The battery on the HTC One M8 is 2,600 mAh and HTC has promised both power-saving and “ultra power-saving” modes. In ultra power-saving mode, the battery can last up to two weeks on standby, basically only receiving and sending texts and phone calls. Power-saving modes are commonplace on devices running Android these days.
The Camera Is Seeing Double
HTC likes to get tricky with the cameras on its phones. The One M8 has two back cameras, including one with a 28 mm lens that uses HTC’s so-called “Ultra Pixel” technology, which purportedly captures more light than a regular megapixel camera. The second camera on the HTC One M8, positioned above the main camera, captures detailed depth information about a scene through hardware. It knows which objects are closer to the camera which are further away and can use its hardware—as opposed to software—to tell the difference. It’s really not all that different from what other smartphone cameras do, but basically, the second camera on the HTC One M8 is a hardware depth sensor that acts like HDR software. The idea of the camera is impressive, but an initial review from The Verge says the quality is only mediocre.

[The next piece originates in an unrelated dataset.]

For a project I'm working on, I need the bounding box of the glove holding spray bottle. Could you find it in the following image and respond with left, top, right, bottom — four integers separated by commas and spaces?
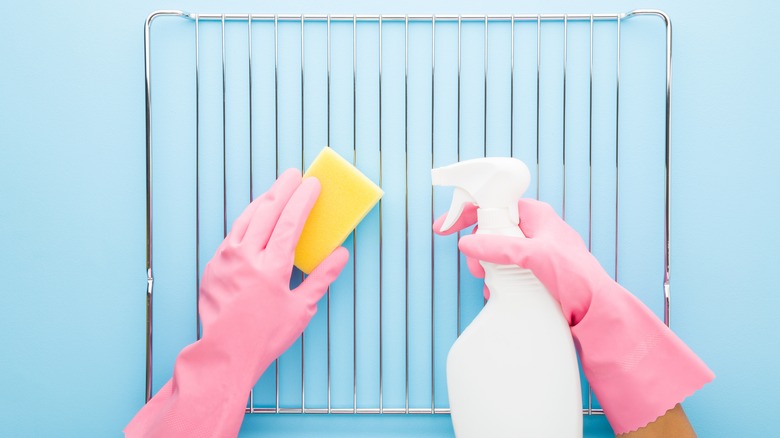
431, 158, 582, 438
433, 159, 714, 436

The front camera on the HTC One M8 is a 5-megapixel, wide-angle camera that, from a specs perspective, is one the best to be featured on the front of a smartphone.
HTC is opening the camera hardware up to developers through an API to build upon its new features.
The Sixth Sense
HTC has done a couple of good things to the launcher it traditionally lays on top of its products, called HTC Sense. Now in its sixth iteration (HTC playfully calls “Sense 6” as the “Sixth Sense”), HTC shows it has learned some lessons about software deployment.
HTC has completely redesigned Sense, pixel by pixel. It has also opened it up. BlinkFeed, the newsfeed-like homescreen introduced in the first HTC One, is now open to developers so they can provide contextual information for users. FitBit and Foursquare are the first partners in the new BlinkFeed, showing both location-relevant information and exercise statistics to users of those services.
Importantly, HTC Sense updates will soon be available through Google Play. Instead of waiting for a full firmware update that needs to be run through the carriers, HTC can just update Sense as if it were an app in Google Play.
HTC said it will also release Google Play and Developer editions of the HTC One M8, which will not feature the full Sense 6 launcher.
HTC has also changed the homescreen on the One M8 to receive gesture controls for simple actions like telling the time or seeing one’s notifications without needing to press the power button. In this way, HTC has basically created its own type of capabilities for the One M8 similar to Motorola and its Moto X smartphone, thanks to the X8 computing system. The HTC One M8 can sense proximity, speed and motion through sensors that always stay on but remain at low power, so as not to drain the phone’s battery.
The bottom line? It looks like HTC has a winner on its hands with the HTC One M8. It will be critically reviewed by all smartphone illuminati and many users will probably like it if they buy one. Whether people actually do buy this new phone will go a long way in answering the paradox that is HTC’s market position and future viability.